The worse mindset among many Ghanaians and Africans is that we justify why we have to steal from our employers, through a very backward proverb, “everyone makes a living form his/her workplace.”  You establish a small poultry farm and the staff will steal all the eggs; if they don’t steal the eggs, they will intentionally kill the fowls. You buy a car for a driver and he will overload it and run it down within months. Yours truly has suffered this negative mindset before.

In 2013, I decided to invest in the transport business. So, I obtained a loan from my bankers, using my salary as security. I bought a minibus for a driver who was unemployed. This driver who appeared humble at the time suddenly became arrogant and uncontrollable.  He would not bring my returns as agreed and even resorted to giving the bus to spare drivers after making his money in the day.

The bus started deteriorating until he crushed the engine for failing to change the oil for three good months; though he had taken money from me to change the oil. I bought a new engine and gave to a new driver, who even became worse than the first one. Within a week he burst four tires and the next week he drove the bus into water and also destroyed the engine. In fact, all four drivers who drove the bus in two years, surpassed each other in mismanagement and dishonesty. In 2015 I had no option than to sell the car, without recouping my investments.   Investors start restaurants and the workers steal the food and raw material.

Saboteurs

I shudder at the news that headmasters, bursars and matrons of some senior secondary schools are diverting food items supplied for the upkeep of the students. As a result, they are preparing terrible food for the children in a bid to  sabotage the Free Senior Secondary policy. Fact is that the policy has plucked one of the biggest avenues of public sector theft.  Yet, some of these saboteurs are among those clamoring for the government to fix the economy.

Ghanaian employees have a penchant for destroying Ghanaian owned businesses and public sector interventions.

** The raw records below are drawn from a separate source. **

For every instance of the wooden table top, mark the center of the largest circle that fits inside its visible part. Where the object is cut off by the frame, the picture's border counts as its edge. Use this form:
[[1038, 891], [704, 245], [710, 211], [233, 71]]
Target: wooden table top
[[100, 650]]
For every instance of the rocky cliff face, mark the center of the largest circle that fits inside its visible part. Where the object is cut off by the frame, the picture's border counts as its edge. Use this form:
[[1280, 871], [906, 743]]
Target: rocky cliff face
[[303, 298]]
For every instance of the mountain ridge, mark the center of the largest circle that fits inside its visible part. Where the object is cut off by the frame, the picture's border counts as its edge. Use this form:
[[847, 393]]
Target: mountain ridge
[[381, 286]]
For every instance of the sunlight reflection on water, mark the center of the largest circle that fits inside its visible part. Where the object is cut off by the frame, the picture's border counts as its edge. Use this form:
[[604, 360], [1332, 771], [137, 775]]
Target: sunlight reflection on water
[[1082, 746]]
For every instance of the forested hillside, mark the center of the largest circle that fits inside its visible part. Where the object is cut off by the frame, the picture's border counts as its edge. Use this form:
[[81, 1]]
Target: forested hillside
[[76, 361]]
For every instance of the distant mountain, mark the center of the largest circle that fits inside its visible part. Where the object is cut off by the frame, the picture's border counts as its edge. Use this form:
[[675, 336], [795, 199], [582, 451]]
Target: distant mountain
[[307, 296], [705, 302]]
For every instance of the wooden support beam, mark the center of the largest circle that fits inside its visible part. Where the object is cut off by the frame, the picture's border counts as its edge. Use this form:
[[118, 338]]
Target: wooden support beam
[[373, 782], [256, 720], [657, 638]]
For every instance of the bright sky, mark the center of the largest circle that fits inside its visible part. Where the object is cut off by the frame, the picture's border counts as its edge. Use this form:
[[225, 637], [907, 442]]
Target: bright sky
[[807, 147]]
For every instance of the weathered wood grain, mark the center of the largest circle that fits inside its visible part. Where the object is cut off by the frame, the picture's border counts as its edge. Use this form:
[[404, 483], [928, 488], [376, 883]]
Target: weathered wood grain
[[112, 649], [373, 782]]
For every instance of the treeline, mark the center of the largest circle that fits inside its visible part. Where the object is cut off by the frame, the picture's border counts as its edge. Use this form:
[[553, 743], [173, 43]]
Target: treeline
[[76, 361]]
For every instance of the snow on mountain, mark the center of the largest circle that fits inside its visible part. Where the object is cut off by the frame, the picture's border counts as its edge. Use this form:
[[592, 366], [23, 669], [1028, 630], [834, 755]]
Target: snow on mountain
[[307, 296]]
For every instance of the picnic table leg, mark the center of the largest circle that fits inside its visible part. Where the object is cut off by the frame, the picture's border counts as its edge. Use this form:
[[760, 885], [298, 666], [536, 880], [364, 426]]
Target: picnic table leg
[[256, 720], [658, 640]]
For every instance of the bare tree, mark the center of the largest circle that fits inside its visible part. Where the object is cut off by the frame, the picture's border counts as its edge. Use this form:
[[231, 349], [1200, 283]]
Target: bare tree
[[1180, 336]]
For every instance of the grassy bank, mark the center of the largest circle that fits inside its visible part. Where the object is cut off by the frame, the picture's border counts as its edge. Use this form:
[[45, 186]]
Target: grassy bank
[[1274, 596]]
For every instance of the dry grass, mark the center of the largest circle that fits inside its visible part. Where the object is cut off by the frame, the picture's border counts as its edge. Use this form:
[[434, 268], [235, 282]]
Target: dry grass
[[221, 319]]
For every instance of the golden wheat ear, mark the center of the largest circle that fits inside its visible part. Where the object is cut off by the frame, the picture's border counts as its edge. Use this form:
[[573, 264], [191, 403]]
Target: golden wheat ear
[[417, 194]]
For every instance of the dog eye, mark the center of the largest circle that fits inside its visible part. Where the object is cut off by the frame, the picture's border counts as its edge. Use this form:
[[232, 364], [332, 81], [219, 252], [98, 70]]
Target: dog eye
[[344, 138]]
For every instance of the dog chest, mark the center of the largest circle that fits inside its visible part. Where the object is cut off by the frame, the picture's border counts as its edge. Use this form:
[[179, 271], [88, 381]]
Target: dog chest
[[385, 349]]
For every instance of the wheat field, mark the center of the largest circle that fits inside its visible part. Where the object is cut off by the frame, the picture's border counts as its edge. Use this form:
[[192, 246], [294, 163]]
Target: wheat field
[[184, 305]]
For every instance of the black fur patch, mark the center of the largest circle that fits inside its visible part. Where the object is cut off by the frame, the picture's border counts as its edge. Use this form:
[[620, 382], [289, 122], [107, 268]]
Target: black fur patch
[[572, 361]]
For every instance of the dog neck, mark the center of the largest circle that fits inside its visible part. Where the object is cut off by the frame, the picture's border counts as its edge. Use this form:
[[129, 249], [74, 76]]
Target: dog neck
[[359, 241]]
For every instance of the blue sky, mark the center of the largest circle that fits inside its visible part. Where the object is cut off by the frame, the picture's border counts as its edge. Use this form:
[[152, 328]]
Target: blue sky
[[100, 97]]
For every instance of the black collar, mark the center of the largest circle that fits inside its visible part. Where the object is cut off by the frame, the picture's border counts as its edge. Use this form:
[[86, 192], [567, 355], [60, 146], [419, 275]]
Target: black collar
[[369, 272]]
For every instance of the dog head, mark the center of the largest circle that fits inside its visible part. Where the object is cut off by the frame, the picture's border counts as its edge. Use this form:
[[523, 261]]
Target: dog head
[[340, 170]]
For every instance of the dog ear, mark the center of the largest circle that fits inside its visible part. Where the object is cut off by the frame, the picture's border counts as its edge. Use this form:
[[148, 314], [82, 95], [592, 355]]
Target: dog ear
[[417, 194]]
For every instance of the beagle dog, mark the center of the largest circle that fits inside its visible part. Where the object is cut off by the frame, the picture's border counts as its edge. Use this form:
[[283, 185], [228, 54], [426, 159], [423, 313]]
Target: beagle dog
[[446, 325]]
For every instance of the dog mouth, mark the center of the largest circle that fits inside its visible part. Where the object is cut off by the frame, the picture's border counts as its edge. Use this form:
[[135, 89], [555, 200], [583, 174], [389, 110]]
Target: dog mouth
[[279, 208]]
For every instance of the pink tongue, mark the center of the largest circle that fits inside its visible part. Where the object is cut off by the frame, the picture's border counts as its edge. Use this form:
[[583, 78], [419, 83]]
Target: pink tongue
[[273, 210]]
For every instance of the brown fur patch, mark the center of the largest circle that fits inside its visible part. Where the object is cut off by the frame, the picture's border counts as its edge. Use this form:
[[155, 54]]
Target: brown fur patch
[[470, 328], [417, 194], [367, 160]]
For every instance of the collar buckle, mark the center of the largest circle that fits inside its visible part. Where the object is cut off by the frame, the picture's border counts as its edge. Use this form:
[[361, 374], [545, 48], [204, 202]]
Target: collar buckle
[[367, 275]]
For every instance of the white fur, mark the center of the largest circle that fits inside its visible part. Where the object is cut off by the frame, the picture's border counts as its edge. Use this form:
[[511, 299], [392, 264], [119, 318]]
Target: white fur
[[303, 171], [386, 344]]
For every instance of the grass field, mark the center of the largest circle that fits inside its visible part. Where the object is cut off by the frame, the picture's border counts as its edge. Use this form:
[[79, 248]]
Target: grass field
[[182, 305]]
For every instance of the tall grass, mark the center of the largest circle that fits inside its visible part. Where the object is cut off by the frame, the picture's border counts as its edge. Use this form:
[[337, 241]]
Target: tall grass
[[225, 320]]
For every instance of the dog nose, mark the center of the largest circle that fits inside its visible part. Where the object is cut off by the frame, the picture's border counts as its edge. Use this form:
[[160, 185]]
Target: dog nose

You employ the unemployed youth and they are the very people who run down the business, without realizing that they are killing their own future.

Ironically, the Indian workers are Hindus and not Christians, but they among some of the most honest and competent workers in the world. Sadly, 70 % of Ghanaians are Christians or church going, 17 %   are Muslims and pray five times a day.

In all, 92 % of Ghanaians are piously religious. Unsurprisingly, the huge corruption in our public and private sectors are perpetrated by both Christians and Muslims. So, what is the use of being a Christian or a Muslim or being religious when we continually fail the test of honesty, transparency and accountability?  Unless we change our negative mindset our economy will remain uncompetitive, and  unemployment will  continue to be the biggest development challenge.